Mitte des zwanzigsten Jahrhunderts war der wichtigste Forscher auf dem Gebiet der operanten Konditionierung B. F. Skinner (1904-1990). Skinner fand heraus, dass das Verhalten eines Tieres durch eine schrittweise Verkleinerung des Spektrums der verstärkten Verhaltensweisen geformt werden kann, ein Prozess, der als sukzessive Annäherung bezeichnet wird. Er entwickelte auch frei operierende Verfahren zur Untersuchung des S-R-Lernens. Die typische Skinner-Box enthielt eine oder mehrere Reizleuchten, einen oder mehrere Hebel, die das Tier betätigen konnte, und eine oder mehrere Stellen, an denen Verstärker, z. B. Futter, abgegeben werden konnten. Bei Hunderten bis Tausenden von möglichen Hebelreaktionen pro Sitzung konzentrierte Skinner seine Analysen darauf, wie schnell das Tier die Reaktion wiederholte.

Siehe auch Operant Conditioning; Pavlov, Ivan; Verstärkungstheorien

BIBLIOGRAPHIE

Brown, Paul L., und Herbert M. Jenkins. 1968. Auto-shaping of the Pigeon’s Key Peck. Journal of Experimental Analysis of Behavior 11: 1-8.

Christian, Kimberly M., and Richard F. Thompson. 2003. Neural Substrates of Eyeblink Conditioning: Acquisition and Retention. Learning and Memory 10: 427-455.

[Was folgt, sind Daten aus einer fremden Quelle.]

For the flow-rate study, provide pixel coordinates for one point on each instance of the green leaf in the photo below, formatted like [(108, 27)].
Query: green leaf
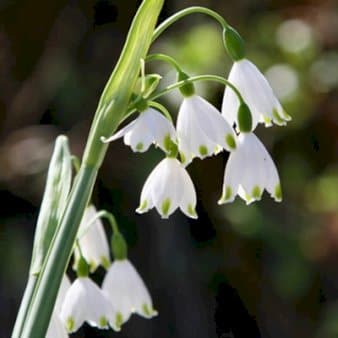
[(233, 43), (54, 201)]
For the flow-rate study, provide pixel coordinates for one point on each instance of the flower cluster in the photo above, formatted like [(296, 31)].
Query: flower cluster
[(122, 293), (202, 131)]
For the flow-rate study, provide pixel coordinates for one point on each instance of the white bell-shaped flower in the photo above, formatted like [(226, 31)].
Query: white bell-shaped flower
[(201, 130), (92, 241), (168, 187), (85, 301), (149, 127), (249, 171), (56, 328), (257, 94), (127, 292)]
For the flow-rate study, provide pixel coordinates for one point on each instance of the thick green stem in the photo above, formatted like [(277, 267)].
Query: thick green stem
[(187, 11), (166, 58), (61, 248), (24, 306), (214, 78), (112, 107)]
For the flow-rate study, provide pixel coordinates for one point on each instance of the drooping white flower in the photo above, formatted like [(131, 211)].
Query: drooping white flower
[(127, 292), (85, 301), (201, 130), (149, 127), (56, 328), (249, 171), (257, 94), (93, 241), (168, 187)]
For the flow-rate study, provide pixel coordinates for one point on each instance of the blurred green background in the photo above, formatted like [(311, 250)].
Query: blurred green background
[(268, 270)]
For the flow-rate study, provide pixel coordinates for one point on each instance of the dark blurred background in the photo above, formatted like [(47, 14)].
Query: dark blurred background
[(268, 270)]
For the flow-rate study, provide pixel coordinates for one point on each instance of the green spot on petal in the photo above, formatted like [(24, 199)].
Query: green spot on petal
[(148, 311), (286, 116), (165, 207), (118, 320), (167, 143), (277, 118), (229, 139), (203, 150), (247, 198), (191, 211), (228, 193), (70, 324), (278, 193), (244, 118), (103, 322), (92, 266), (183, 158), (256, 192), (267, 121), (139, 146), (143, 206), (105, 262)]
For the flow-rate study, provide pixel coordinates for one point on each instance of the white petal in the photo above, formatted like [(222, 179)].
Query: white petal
[(249, 171), (189, 132), (211, 122), (188, 201), (126, 290), (256, 92), (84, 301), (56, 328), (160, 127), (166, 187), (140, 137), (65, 285), (121, 132), (73, 309), (232, 176), (146, 200), (93, 241)]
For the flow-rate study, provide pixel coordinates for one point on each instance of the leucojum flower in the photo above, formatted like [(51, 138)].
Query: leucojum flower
[(92, 241), (150, 127), (201, 131)]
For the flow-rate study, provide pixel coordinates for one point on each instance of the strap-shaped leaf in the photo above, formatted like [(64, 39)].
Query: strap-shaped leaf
[(54, 201)]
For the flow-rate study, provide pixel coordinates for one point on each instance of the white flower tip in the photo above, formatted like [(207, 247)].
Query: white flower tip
[(227, 196), (203, 151), (143, 207), (184, 159), (165, 208), (277, 195), (139, 147), (191, 212), (257, 193), (103, 323), (70, 325), (278, 119), (148, 311), (230, 141), (105, 262), (117, 323), (267, 122)]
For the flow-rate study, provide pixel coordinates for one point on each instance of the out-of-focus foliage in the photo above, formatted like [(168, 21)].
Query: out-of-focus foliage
[(269, 268)]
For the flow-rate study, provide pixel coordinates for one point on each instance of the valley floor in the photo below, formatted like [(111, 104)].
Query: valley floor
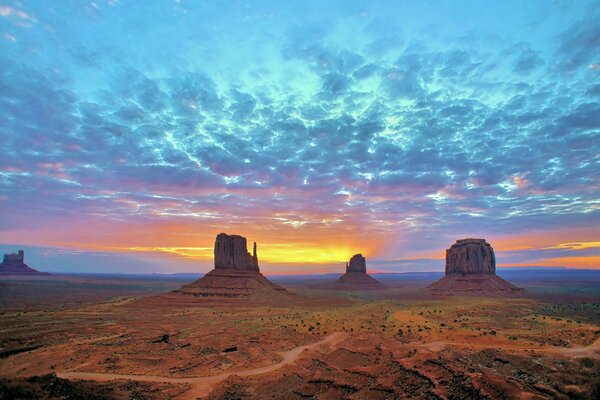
[(397, 343)]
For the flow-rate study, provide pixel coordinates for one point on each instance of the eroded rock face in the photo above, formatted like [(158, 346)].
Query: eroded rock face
[(14, 264), (231, 252), (470, 256), (357, 264)]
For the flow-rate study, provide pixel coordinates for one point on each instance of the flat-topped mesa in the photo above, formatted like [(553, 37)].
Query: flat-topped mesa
[(471, 268), (14, 264), (357, 264), (14, 258), (231, 252), (470, 256), (236, 275), (356, 277)]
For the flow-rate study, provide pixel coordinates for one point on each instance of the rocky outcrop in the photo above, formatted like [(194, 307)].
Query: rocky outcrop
[(231, 252), (236, 274), (471, 268), (357, 264), (14, 264), (470, 256), (356, 277)]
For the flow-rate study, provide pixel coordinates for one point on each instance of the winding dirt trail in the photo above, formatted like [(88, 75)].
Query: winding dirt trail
[(201, 385)]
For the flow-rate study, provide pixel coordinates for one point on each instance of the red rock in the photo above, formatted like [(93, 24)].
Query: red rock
[(236, 274), (14, 264), (357, 264), (356, 277), (231, 251), (470, 256), (471, 267)]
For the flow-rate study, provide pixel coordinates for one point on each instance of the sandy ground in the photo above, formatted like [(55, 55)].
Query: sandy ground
[(396, 344)]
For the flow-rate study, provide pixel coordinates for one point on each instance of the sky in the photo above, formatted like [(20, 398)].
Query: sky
[(133, 132)]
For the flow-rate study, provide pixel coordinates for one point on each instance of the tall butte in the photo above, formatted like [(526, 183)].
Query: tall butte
[(471, 267), (236, 274), (356, 277)]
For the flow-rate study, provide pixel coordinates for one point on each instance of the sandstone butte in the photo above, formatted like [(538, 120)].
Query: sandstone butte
[(471, 267), (356, 277), (14, 264), (236, 274)]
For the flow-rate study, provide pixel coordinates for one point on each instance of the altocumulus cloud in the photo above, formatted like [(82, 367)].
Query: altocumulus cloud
[(348, 117)]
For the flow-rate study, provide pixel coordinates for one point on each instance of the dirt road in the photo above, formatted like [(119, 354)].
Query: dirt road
[(201, 385)]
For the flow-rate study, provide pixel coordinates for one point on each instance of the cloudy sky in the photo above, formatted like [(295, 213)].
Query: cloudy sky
[(133, 132)]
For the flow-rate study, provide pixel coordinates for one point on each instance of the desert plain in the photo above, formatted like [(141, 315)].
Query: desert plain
[(122, 337)]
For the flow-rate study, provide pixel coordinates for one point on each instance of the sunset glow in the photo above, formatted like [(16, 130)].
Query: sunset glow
[(341, 131)]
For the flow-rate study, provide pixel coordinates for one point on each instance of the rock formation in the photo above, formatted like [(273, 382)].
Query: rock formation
[(356, 277), (14, 264), (470, 256), (357, 264), (471, 267), (231, 251), (236, 274)]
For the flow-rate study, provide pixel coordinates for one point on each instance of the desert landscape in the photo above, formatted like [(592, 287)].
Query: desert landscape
[(299, 199), (234, 334)]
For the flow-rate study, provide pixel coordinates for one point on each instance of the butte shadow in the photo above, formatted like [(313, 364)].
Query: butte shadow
[(471, 268), (236, 275), (14, 265)]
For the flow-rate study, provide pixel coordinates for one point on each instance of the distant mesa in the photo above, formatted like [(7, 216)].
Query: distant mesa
[(356, 277), (236, 274), (471, 267), (14, 264)]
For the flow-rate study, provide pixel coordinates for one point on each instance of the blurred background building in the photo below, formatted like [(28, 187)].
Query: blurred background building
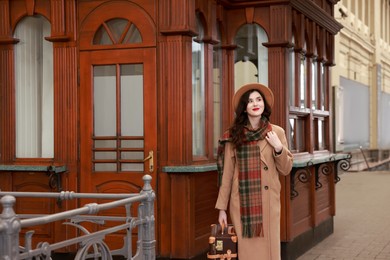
[(361, 80)]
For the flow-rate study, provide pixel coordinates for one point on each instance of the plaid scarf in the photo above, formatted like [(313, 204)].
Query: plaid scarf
[(249, 167)]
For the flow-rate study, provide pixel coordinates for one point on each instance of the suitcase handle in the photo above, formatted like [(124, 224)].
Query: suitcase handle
[(224, 231)]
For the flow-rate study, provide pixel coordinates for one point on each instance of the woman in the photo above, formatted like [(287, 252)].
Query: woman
[(251, 155)]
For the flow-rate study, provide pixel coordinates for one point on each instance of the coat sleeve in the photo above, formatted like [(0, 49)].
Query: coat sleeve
[(283, 161), (227, 178)]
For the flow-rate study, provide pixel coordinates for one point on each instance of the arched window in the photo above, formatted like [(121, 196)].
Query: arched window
[(217, 86), (251, 56), (34, 89), (117, 31), (198, 93)]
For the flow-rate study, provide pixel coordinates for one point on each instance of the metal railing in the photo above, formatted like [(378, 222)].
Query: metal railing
[(89, 244)]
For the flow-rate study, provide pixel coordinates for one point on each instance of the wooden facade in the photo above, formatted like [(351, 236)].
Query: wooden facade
[(154, 49)]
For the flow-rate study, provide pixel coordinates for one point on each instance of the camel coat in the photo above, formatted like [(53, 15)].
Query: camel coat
[(267, 247)]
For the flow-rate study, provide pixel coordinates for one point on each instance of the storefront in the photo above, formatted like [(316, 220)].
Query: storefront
[(106, 91)]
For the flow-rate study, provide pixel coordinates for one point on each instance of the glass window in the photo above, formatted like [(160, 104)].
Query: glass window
[(297, 134), (302, 83), (217, 86), (117, 31), (118, 118), (198, 94), (34, 89), (250, 56), (322, 87), (291, 76), (314, 82), (319, 134)]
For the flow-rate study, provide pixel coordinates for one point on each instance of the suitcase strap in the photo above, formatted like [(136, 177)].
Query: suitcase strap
[(227, 256)]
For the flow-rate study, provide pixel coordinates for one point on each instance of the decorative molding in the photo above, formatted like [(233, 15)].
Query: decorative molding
[(317, 14)]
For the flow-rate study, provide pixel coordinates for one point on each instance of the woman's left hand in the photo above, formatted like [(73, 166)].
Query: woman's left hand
[(274, 141)]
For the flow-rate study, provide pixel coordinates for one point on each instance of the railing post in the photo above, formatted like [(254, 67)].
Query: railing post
[(9, 230), (147, 229)]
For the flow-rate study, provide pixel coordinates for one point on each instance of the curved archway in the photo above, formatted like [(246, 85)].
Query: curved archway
[(102, 14)]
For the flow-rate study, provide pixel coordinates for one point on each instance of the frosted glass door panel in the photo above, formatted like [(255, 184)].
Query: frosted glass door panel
[(132, 112), (104, 100)]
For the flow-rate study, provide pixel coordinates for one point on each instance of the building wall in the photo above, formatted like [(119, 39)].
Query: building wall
[(362, 58)]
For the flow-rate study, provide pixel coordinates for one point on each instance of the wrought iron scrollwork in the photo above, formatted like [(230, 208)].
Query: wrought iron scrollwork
[(344, 165), (323, 168), (303, 175)]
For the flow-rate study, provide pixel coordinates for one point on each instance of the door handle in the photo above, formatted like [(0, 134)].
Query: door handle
[(150, 158)]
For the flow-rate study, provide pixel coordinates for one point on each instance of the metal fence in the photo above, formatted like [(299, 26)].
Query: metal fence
[(89, 244)]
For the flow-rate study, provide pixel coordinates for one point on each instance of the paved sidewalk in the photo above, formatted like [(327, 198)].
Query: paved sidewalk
[(362, 221)]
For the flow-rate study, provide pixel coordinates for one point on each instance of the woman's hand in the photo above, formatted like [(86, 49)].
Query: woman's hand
[(222, 218), (274, 141)]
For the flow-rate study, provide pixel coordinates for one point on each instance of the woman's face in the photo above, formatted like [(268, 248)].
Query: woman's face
[(255, 107)]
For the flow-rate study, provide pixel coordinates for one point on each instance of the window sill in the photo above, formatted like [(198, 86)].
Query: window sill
[(33, 168), (190, 168)]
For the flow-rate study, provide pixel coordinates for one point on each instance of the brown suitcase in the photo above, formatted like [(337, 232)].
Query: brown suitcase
[(222, 245)]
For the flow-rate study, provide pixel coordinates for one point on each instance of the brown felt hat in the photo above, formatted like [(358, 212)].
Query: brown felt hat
[(265, 91)]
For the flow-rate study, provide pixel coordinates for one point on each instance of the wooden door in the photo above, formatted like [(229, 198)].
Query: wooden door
[(117, 122)]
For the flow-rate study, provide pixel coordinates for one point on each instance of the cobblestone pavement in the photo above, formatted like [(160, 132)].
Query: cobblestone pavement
[(362, 221)]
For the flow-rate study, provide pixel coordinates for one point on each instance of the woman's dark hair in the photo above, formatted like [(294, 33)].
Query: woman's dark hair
[(241, 119)]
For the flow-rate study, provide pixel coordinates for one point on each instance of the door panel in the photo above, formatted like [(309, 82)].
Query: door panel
[(117, 123)]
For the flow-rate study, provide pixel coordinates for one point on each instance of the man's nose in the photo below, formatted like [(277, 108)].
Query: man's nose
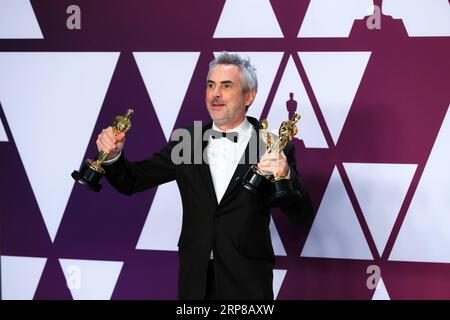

Konorski, Jerzy. 1967. Integrative Activity of the Brain: An Interdisciplinary Approach. Chicago: University of Chicago Press.

LeDoux, Joseph E. 2000. Emotion Circuits in the Brain. Annual Review of Neuroscience 23: 155-184.

Pavlov, Ivan P. 1927. Conditioned Reflexes: Eine Untersuchung der physiologischen Aktivität der Großhirnrinde. Trans. G. V. Anrep. London: Oxford University Press.

Siegel, Shephard. 1999. Drug Anticipation and Drug Addiction: The 1998 H. David Archibald Lecture. Addiction 94 (8): 1113-1124.

Steinmetz, Joseph E., Jo-Anne Tracy, and John T. Green. 2001. Classical Eyeblink Conditioning: Clinical Models and Applications. Integrative Physiological and Behavioral Science 36 (3): 220-238.